(707j) Combined Experimental, Molecular Simulations and Machine Learning Approach to Optimize Aqueous Amine Solvents for CO2 Capture
AIChE Annual Meeting
Tuesday, November 16, 2021 - 5:00pm to 5:15pm
First, we have developed a computational approach based on molecular modeling to predict the CO2 absorption rates and energies in aqueous tertiary amines. The predictions are validated using experimental data. The key to the new model's excellent accuracy is to include the solvation effects in the computation of the free energy barrier for the reaction of CO2 absorption (https://doi.org/10.1021/acs.jcim.0c01386).

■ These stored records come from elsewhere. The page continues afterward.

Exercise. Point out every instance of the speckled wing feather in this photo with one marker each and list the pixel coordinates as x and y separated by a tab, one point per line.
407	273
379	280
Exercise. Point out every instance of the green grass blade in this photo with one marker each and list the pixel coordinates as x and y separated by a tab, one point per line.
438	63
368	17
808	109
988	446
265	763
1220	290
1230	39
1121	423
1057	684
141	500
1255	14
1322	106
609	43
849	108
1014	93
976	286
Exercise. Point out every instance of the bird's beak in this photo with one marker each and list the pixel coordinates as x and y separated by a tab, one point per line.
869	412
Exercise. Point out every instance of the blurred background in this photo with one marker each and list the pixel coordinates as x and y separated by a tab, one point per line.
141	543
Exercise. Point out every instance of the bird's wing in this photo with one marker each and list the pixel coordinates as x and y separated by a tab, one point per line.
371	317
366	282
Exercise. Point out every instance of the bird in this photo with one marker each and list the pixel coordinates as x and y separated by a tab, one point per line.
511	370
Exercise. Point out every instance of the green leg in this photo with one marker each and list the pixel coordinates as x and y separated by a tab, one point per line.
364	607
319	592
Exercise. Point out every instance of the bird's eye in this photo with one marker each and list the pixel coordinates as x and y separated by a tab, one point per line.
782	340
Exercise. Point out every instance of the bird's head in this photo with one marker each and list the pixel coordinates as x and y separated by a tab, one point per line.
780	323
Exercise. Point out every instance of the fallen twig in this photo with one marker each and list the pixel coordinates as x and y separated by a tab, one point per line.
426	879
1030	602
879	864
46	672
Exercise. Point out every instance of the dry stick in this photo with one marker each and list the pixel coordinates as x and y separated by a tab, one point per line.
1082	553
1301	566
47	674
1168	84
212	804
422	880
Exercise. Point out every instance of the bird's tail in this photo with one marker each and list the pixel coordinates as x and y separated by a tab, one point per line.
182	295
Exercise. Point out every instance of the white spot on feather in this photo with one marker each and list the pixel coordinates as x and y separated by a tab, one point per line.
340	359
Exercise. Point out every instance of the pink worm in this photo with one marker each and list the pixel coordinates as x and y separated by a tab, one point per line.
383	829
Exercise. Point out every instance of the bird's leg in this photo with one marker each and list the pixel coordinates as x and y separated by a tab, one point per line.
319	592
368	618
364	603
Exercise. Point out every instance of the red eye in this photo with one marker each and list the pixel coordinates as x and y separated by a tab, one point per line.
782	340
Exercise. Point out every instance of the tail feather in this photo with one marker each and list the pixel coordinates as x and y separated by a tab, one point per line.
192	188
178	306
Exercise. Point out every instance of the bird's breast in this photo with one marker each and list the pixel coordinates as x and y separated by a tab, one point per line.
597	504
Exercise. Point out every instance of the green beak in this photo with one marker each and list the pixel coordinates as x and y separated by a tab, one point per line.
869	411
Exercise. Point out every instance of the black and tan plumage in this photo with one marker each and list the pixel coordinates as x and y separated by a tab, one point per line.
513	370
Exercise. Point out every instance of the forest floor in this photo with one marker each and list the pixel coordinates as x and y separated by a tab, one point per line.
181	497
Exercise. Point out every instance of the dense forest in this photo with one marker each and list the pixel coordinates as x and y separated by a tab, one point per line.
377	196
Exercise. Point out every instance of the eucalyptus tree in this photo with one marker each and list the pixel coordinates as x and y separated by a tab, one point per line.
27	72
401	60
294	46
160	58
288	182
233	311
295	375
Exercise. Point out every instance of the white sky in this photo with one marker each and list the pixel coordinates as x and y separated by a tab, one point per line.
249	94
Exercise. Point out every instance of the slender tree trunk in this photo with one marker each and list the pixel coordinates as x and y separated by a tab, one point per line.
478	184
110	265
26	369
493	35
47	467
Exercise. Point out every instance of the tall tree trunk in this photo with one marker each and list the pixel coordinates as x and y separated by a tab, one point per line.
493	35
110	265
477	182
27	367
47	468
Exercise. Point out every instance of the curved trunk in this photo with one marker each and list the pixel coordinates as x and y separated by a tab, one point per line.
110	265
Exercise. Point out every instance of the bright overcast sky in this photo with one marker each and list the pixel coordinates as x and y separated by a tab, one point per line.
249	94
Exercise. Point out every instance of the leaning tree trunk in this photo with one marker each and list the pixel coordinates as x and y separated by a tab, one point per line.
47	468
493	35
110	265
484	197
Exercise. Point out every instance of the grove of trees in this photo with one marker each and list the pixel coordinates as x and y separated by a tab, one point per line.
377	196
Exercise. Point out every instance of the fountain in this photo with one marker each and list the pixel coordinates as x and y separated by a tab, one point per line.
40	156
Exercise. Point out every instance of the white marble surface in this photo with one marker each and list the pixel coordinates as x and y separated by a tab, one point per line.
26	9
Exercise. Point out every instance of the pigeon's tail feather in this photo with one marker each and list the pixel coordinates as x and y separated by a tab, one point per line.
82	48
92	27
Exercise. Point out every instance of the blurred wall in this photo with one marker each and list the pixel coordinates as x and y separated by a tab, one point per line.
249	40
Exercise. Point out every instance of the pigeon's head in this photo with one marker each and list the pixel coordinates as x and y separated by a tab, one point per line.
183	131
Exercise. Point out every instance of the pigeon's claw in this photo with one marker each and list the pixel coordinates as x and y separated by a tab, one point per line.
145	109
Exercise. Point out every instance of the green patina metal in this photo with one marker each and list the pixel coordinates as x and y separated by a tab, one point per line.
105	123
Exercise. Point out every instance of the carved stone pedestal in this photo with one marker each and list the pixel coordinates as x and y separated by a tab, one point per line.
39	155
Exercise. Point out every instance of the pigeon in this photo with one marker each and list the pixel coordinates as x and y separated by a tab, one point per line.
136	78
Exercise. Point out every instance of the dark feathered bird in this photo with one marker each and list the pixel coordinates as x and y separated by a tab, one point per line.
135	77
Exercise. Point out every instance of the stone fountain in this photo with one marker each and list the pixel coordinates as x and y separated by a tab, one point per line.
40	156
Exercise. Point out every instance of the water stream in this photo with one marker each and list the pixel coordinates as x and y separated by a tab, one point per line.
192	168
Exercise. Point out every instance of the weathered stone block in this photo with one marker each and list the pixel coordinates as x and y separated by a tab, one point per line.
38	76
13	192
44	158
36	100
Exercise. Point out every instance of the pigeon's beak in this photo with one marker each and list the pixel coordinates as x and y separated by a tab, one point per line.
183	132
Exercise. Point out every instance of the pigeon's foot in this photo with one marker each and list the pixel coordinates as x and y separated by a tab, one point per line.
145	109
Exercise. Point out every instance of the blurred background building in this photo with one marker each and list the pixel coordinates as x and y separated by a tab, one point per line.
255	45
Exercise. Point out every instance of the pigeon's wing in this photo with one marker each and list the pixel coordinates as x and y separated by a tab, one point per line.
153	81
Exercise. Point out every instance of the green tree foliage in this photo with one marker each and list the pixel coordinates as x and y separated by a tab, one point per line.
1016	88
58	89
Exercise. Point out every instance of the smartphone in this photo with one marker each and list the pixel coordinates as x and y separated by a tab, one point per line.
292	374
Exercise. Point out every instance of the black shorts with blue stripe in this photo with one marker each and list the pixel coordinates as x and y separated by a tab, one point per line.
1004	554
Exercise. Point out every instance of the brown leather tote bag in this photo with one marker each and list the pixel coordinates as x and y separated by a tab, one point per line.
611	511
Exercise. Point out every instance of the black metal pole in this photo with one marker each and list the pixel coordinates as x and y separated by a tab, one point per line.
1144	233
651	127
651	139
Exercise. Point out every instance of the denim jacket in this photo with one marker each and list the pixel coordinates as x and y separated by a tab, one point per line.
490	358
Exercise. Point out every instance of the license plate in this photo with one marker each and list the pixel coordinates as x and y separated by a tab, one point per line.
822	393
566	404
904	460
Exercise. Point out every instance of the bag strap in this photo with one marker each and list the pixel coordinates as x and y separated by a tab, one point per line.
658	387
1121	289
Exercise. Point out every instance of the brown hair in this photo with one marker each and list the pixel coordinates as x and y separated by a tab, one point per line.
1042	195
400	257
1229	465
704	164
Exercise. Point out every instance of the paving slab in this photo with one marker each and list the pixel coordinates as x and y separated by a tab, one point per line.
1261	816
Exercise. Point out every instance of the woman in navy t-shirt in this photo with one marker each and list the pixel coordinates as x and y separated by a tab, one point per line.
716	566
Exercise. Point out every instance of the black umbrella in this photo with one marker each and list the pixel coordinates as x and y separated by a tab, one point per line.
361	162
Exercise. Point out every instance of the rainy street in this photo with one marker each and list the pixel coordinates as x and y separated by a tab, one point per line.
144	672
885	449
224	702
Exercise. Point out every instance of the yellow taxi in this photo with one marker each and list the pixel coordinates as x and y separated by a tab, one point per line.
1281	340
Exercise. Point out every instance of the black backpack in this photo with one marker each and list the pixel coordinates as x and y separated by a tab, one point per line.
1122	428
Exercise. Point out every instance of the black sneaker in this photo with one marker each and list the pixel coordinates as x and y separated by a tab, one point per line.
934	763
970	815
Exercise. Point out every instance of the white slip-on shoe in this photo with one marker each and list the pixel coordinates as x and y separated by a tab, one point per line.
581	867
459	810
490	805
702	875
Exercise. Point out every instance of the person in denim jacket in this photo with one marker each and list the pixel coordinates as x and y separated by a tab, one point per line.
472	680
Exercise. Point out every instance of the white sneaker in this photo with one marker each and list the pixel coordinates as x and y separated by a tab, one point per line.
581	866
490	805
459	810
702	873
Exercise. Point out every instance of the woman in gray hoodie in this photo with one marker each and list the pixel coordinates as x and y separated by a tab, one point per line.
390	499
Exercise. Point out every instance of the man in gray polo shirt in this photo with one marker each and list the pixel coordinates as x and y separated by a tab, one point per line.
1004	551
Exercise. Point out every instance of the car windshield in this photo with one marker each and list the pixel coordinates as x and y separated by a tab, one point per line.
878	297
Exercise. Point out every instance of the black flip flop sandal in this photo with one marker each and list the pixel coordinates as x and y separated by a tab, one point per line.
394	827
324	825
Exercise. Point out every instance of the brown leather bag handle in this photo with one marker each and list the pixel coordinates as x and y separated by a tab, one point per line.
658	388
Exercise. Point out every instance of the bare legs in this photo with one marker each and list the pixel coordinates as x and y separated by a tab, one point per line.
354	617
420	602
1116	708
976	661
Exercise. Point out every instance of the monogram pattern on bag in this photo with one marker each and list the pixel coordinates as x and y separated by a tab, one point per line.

In a second step we have generated a diverse library of 100 tertiary amines which represent a large portion of chemotypes relevant for industrial amine-based chemical CO2 absorption. Using the molecular simulations-based model, we have calculated the CO2 absorption rates and energies for those 100 aqueous amine solvents. As a check, some points have been verified experimentally.
In a third step we have used the dataset of the CO2 absorption rates and energies for the 100 aqueous amines to build quantitative structure-property relationship models. These models allowed us to perform a large-scale virtual screening of commercially available amines and to identify the amines with optimal CO2 absorption rate and energy. For several amines the predictions have been verified experimentally. The approach and the results will be presented.